Я сжал челюсти и свернул на Королевский проспект. Желание оказаться дома и вычеркнуть этот день из памяти стало первостепенным. Забыть о очередном покушении, и о том, что тот, кто его запланировал, до сих пор на свободе и владеет магией достаточно искусно, чтобы создавать запретные схемы.

Я хотел забыть обо всем, но об эри Армсвилл забыть не получалось.

Это было просто невозможно.

Смотреть на Алисию было сплошным удовольствием, но только когда она молчала, и когда молчал я. Когда же мы заводили разговор, я начинал жалеть, что не приказал отвезти ее домой кому-нибудь из подчиненных Рэстриджа. Так было бы безопаснее: для нее и для моих нервов.

Природа явно позабавилась, наградив такую яркую и чувственную женщину серановским упрямством и мастерством доводить мужчин до львиного рычания! Наше знакомство закончилось, не начавшись, и я до сих пор не мог определиться, что испытываю по этому поводу: облегчение или сожаление. В любом случае, завтра отправлю в «Розовый куст» розовый куст. В качестве извинений, как сказала рыжая. Цветочницы же любят цветы?

У нее даже пьеса называется «Бал цветов».

Значит, точно понравится.

На этой мысли я остановился возле кованых ворот, что вели на территорию моего городского особняка и активировал схему ключа. Точнее попытался активировать, но она даже не вспыхнула.

Что за гьердова напасть?

Сначала мобильез, теперь это. Я сделал пас, чтобы разобраться с этой штукой, но ворота уже начали расходиться в стороны.

Остановившись у крыльца, я взлетел по ступеням.

– Добро пожаловать домой, ваша светлость.

Дворецкий чинно шагнул ко мне, забирая пальто.

– Робсон, прикажи разобраться с воротами, схему заедает, а мне некогда этим заниматься. И пусть Кир посмотрит мобильез.
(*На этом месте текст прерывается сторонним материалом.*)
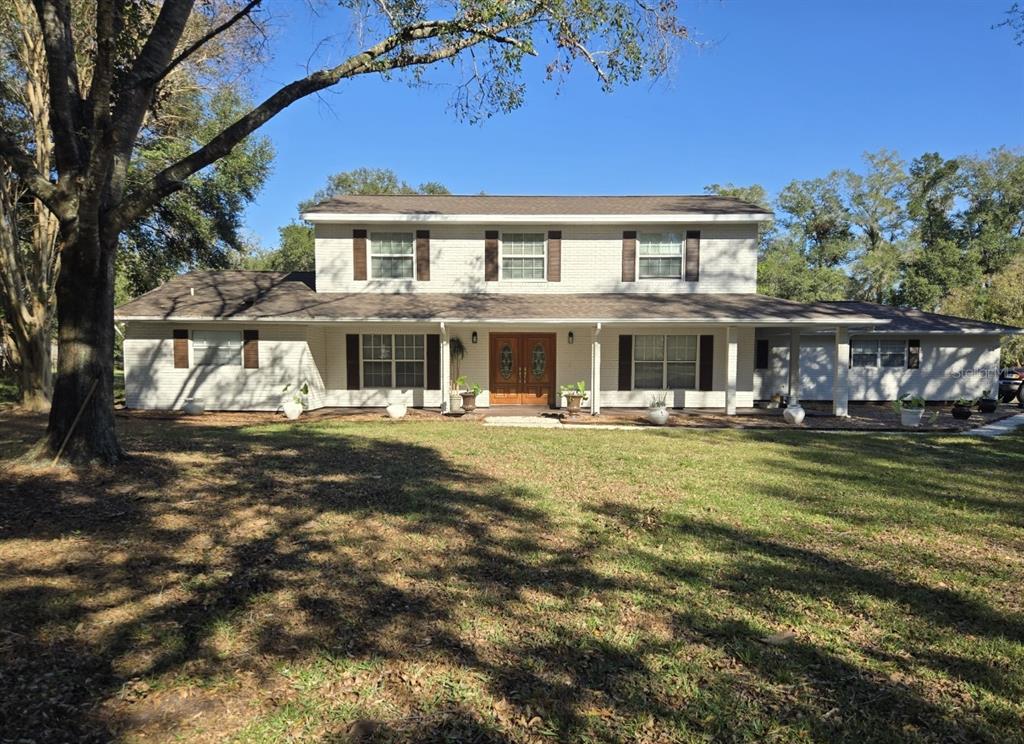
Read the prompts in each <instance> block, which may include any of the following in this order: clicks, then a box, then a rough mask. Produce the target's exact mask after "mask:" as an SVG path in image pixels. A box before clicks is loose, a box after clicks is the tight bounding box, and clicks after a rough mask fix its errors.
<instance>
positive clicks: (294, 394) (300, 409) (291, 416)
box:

– Будет сделано, ваша светлость. Как прошел день?

– Вчера было лучше.

– У вас гости. Леви Элеонор ждет вас в малой гостиной.

Элеонор здесь?

– Давно?

– Два часа, ваша светлость.

– Хорошо.

Вернее, ничего хорошего.

Потому что если Элеонор здесь, значит, она в курсе покушения, и наверняка успела себя накрутить. И правда, стоило зайти в гостиную, как замершая возле окна Эле преодолела расстояние между нами и бросилась мне на шею.

Она не плакала. Элеонор никогда не плакала даже маленькой, но лучше бы залила слезами и мою рубашку и всю эту комнату. Потому что стерпеть то, как сестру трясет в моих объятиях, было сложно. Поэтому я прижал ее к груди, а потом осторожно отстранился и поинтересовался:

– Ну-ну, что на этот раз?

Серые, будто грозовое небо, глаза сверкнули.

– Себ рассказал, что тебя снова пытались убить.

Я сдвинул брови.

– Тебе рассказал?

– Не мне, матери. – Элеонор опустила взгляд. – Но я отправила к ним маджера и подслушала.

– Не самый достойный поступок для молодой леви.

Она наконец-то улыбнулась, искренне и дерзко.

– Да вы настоящий зануда, ваша светлость! Зиг говорит, что можно вести себя как мне захочется, если никто этого не видит.

Я мысленно выругался. Мысленно, потому что те слова, что всплыли в сознании, были недостойны герцога Барельвийского и созданы не для нежных ушей леви и уж тем более моей сестры.

Мы с Элеонор связаны родством по отцу, а они с Зигвальдом – по матери. У меня появился брат, когда мой ныне покойный отец женился во второй раз. Все наше детство с Зигом прошло в соревновании друг с другом, поэтому друзей из нас не получилось. Любовь к младшей сестре – единственное, что нас объединяло, и каждый из нас заботился о ней, как умел. Но как по мне советы Зига не годятся для Элеонор.

– Расскажи, чему еще тебя учит Зигвальд.